Chapter 5 (Part 4)

13 4 0
                                    

Di lobi arena lantai dua, tempat menyaksikan pertarungan murid lain. Aku mendapatkan posisi duduk yang kurang nyaman. Karena tentunya, ruangan ini sudah dipenuhi murid-murid lain yang menantikan finalnya.

Sekarang pertarungan kelas sihir melawan kelas perisai tengah berlangsung. Sampai sekarang aku tidak habis pikir bagaimana kelas perisai bisa mencapai semi-final. Kukira mereka hanya kelas yang hanya ditujukan dalam pertahanan, namun kompetisi ini benar-benar menghabisi pola pikirku itu.

Mereka seperti melakukan seni bela diri dengan menggunakan perisai. Ya, dari kalimat itu saja sudah membuatku terkejut. Dan terlihat jelas mereka berhasil memojokkan kelas sihir dengan baik. Gerakan mereka yang lincah dan pertahanan mereka yang tinggi membuat mereka tak terkalahkan. Aku jadi penasaran bagaimana nanti Damien dan Lucy menghadapi mereka.

"Wah...kelasku kalah ya..." ujar seseorang di sampingku.

Sontak aku menoleh, "Mary?! Bagaimana kamu bisa berada disini? Bukannya murid selain peserta kompetisi dilarang masuk?"

Dia tersenyum licik, "ada deh...hehe."

Aku menghela nafas. Ada-ada saja anak ini. Yah, mau diapakan lagi. Sebenarnya kalau boleh jujur, aku senang dia menemaniku. Semoga saja dia tidak terkena masalah karena ini.

Pertarungan terakhir semi-final telah berakhir dengan pemenang yang sudah terlihat dari awal, kelas perisai. Dan sekarang, pertarungan yang ditunggu-tunggu. Pertarungan final dari kompetisi ini. Terdengar sorak-sorai para penonton hingga ke dalam ruangan ini. Dan ternyata murid-murid perwakilan kelas lain juga mulai mendukung dukungan mereka dari kedua kelas yang masuk final.
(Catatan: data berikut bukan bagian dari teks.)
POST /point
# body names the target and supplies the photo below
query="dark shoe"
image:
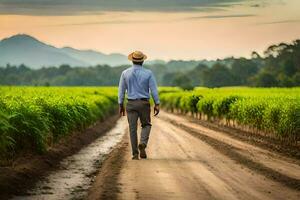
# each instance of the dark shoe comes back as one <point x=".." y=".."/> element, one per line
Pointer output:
<point x="142" y="148"/>
<point x="135" y="157"/>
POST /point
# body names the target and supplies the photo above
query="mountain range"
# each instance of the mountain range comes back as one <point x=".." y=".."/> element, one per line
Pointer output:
<point x="25" y="49"/>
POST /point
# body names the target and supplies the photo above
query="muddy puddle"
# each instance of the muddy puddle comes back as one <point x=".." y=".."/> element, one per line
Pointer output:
<point x="75" y="173"/>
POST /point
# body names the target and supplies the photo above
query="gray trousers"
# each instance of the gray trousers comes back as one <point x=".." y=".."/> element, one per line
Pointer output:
<point x="138" y="110"/>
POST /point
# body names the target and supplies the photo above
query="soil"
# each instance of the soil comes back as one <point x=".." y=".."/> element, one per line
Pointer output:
<point x="28" y="168"/>
<point x="189" y="160"/>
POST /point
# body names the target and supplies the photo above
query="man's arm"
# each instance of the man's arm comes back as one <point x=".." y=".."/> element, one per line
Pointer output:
<point x="121" y="95"/>
<point x="154" y="93"/>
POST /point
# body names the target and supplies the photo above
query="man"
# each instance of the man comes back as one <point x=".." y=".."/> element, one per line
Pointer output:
<point x="137" y="81"/>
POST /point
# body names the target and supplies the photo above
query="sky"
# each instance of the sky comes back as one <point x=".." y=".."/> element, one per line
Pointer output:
<point x="162" y="29"/>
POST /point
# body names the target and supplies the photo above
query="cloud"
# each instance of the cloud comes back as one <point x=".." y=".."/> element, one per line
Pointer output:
<point x="103" y="22"/>
<point x="280" y="22"/>
<point x="220" y="16"/>
<point x="81" y="7"/>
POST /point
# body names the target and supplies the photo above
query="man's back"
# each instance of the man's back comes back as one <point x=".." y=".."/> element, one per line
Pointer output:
<point x="137" y="81"/>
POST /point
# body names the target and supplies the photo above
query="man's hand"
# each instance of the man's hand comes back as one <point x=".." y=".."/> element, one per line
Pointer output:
<point x="121" y="110"/>
<point x="156" y="109"/>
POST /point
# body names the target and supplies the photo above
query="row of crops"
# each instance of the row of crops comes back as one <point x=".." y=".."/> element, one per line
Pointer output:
<point x="274" y="111"/>
<point x="33" y="118"/>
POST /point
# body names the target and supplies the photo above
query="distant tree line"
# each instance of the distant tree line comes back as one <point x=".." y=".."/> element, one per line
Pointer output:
<point x="278" y="67"/>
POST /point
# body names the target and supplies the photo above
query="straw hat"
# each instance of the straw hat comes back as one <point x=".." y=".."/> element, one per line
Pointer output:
<point x="137" y="56"/>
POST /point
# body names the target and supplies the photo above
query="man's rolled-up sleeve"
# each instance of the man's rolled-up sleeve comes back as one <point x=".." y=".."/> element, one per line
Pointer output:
<point x="122" y="89"/>
<point x="153" y="88"/>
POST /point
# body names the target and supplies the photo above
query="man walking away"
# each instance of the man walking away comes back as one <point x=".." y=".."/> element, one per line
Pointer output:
<point x="137" y="81"/>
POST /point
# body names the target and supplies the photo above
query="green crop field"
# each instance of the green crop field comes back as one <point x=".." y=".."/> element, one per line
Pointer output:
<point x="275" y="111"/>
<point x="36" y="117"/>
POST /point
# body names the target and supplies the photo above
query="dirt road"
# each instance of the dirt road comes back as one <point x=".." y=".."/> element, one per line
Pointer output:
<point x="189" y="161"/>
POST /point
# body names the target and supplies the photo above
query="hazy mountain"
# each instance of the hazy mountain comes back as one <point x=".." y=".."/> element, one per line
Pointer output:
<point x="94" y="57"/>
<point x="24" y="49"/>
"Ah...aku sangat bersemangat! Walau sebenarnya aku tidak tahu harus mendukung siapa. Kelasku sendiri sudah kalah. Hm...andai saja aku yang ikut kompetisi ini..." gumannya.

"Wah, percaya diri sekali kamu." Ujarku menceletuk gumanannya.

"A-ah! A-aku tidak bermaksud seperti itu! A-aku hanya--!"

"Haha, iya iya. Tidak apa-apa jika kamu percaya diri seperti itu. Hanya tinggal kamu buktikan saja kemampuanmu itu."

Tatapannya berubah menjadi sendu. Apakah ada yang salah dari perkataanku?

Kedua matanya mulai berkaca-kaca. Air matanya sedikit lagi akan tumpah. Tidak, tidak lagi. Sontak aku menarik dan mendekapnya.

"J-Jamie..."

Tunggu, apa yang kulakukan?!

"Ma-maafkan aku!" sahutku seraya mencoba untuk melepasnya.

Tepat saat itu, dia membalas dekapanku.

"Sedikit lebih lama...kumohon..."

Seketika jantungku mulai berdentum tak beraturan. Setelah tiga detik berlalu, dia baru melepasku. Dia menunduk dengan wajahnya yang memerah.

"Terima kasih, Jamie." Ujarnya lirih.

Aku mematung, terkejut dengan kejadian barusan. Aku hanya mencoba membuatnya tidak menangis. Tapi, tidak kusangka rasanya akan seperti ini.

Aku memalingkan pandangan, mencoba untuk meredam perasaan yang berlebih itu seiring dengan keheningan di antara kita berdua.

"Ngomong-ngomong. Maaf soal perkataanku tadi. Aku tidak tahu itu akan membuatmu tersinggung." Ujarku memecah keheningan

Dia menggeleng, "tidak. Kamu tidak salah. Sebenarnya, aku hanya teringat saat latihan duel sihir waktu itu. Aku tanpa sengaja berlebihan dalam menggunakan kekuatan sihirku. Dan, seperti perkataanmu "bungkamkan mereka dengan prestasimu". Bukannya mereka terbungkam, mereka malah makin membenciku dan terus menghinaku."